The League of Oregon Cities is working on legislation that would authorize a statewide vote on a Constitutional amendment to revamp the current property tax limitations.   Barney & Worth led the consultant team that conducted the financial and public opinion research which informed the development of legislative proposals.  Barney & Worth also developed a communications plan outlining key messages, strategies and timing to effectively reach elected policymakers, voters and other audiences in preparation for a successful Constitutional amendment.

Portland Plan: East Portland School Districts Policy Coordination

Barney & Worth was selected by BPS to enable and support the districts’ investments (of time) in Portland’s long range planning. As a flexible, on-call resource, Barney & Worth staff built trust, provided liaison, leadership, facilitation, coordination, cheerleading, strategic thinking, communications support for the East Portland schools. The work resulted in meaningful district involvement in the Portland Plan.

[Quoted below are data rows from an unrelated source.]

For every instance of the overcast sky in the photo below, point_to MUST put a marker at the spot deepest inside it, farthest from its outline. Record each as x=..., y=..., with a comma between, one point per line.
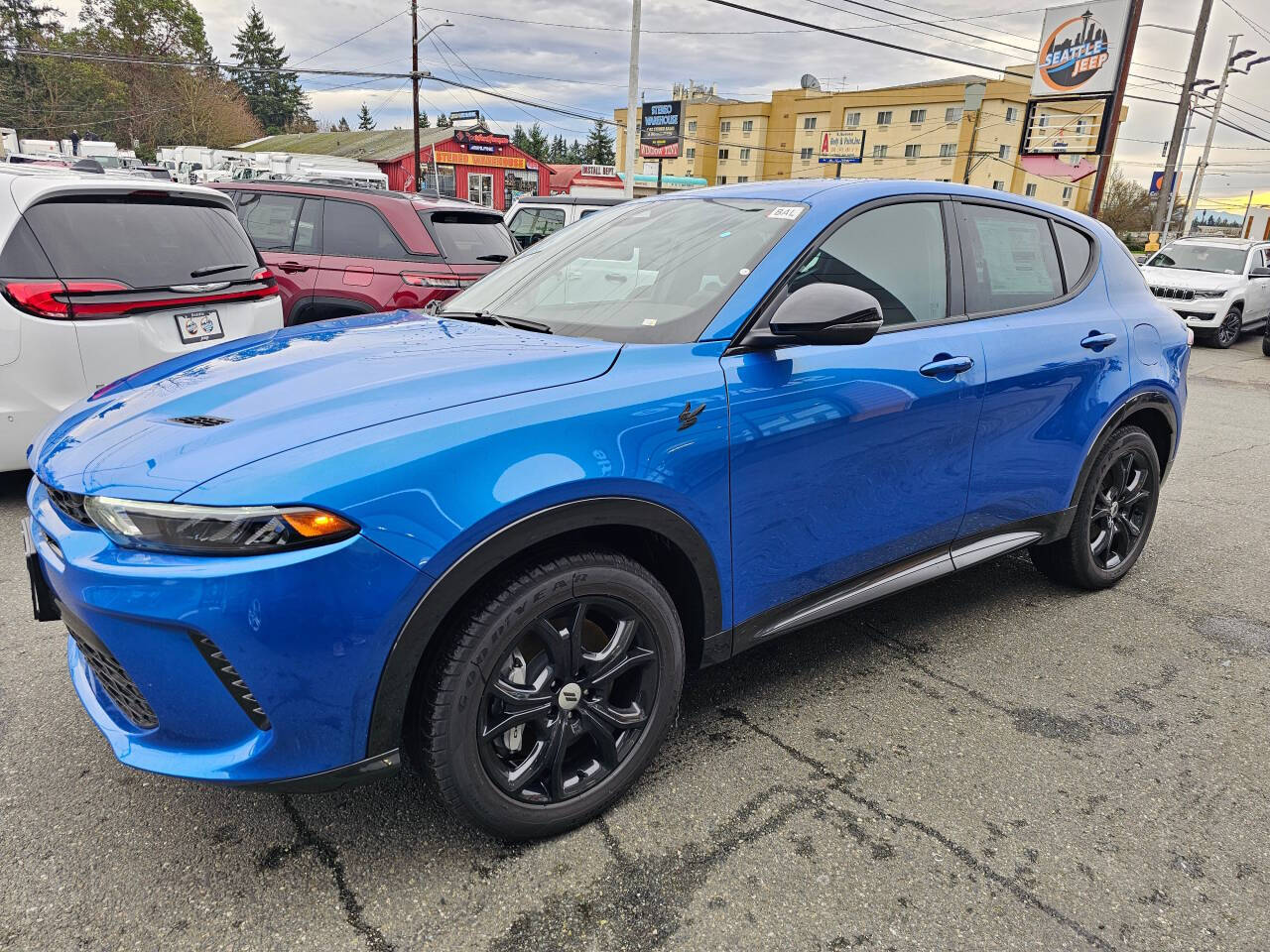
x=743, y=55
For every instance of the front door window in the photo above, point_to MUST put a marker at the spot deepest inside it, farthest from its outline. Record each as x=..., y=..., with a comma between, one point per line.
x=480, y=189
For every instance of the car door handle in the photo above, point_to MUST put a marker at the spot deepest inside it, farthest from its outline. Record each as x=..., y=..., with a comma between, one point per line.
x=1096, y=341
x=945, y=366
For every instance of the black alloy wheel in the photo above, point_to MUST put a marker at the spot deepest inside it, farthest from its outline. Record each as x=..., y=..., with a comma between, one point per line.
x=1121, y=509
x=552, y=694
x=1112, y=518
x=570, y=699
x=1228, y=333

City of Bend Infrastructure Strategic Communications Plan

Bend, like many other Pacific Northwest communities, is confronting the need to simultaneously upgrade and expand several key components of community infrastructure: for drinking water supply, wastewater collection and treatment, stormwater, streets and bridges, and aviation. Bend’s earlier infrastructure investments, some funded with federal dollars, are wearing out and need to be upgraded and replaced. And as the community has grown to 81,000, urgent capacity issues have also arisen. The bottom line: multiple infrastructure needs in Bend today totaling hundreds of millions of dollars.

As the City of Bend moves ahead to finance and construct the next generation of community infrastructure, it faces several significant communications challenges. Barney & Worth developed a strategic communications plan with strategies and tools for a well-coordinated three- to five-year communications campaign. Objectives include enhancing public education and involvement opportunities, providing easy access to the most up-to-date information, and reinforcing the City’s credibility to deliver the projects.

Morningside Neighborhood Plan

Morningside Neighborhood Association is highly interested in updating and adopting their Neighborhood Plan. A 2004 draft plan prepared by neighborhood association leaders will be used as a starting point for the update.

The City of Salem and its Community Development Department requested the assistance Barney & Worth to assist in designing and supporting public involvement for this project to assure interested citizens could participate effectively. Along with a communications and outreach plan, Barney & Worth staff created project branding, messaging, survey tools, PowerPoint presentations and helped facilitate the project kickoff meeting.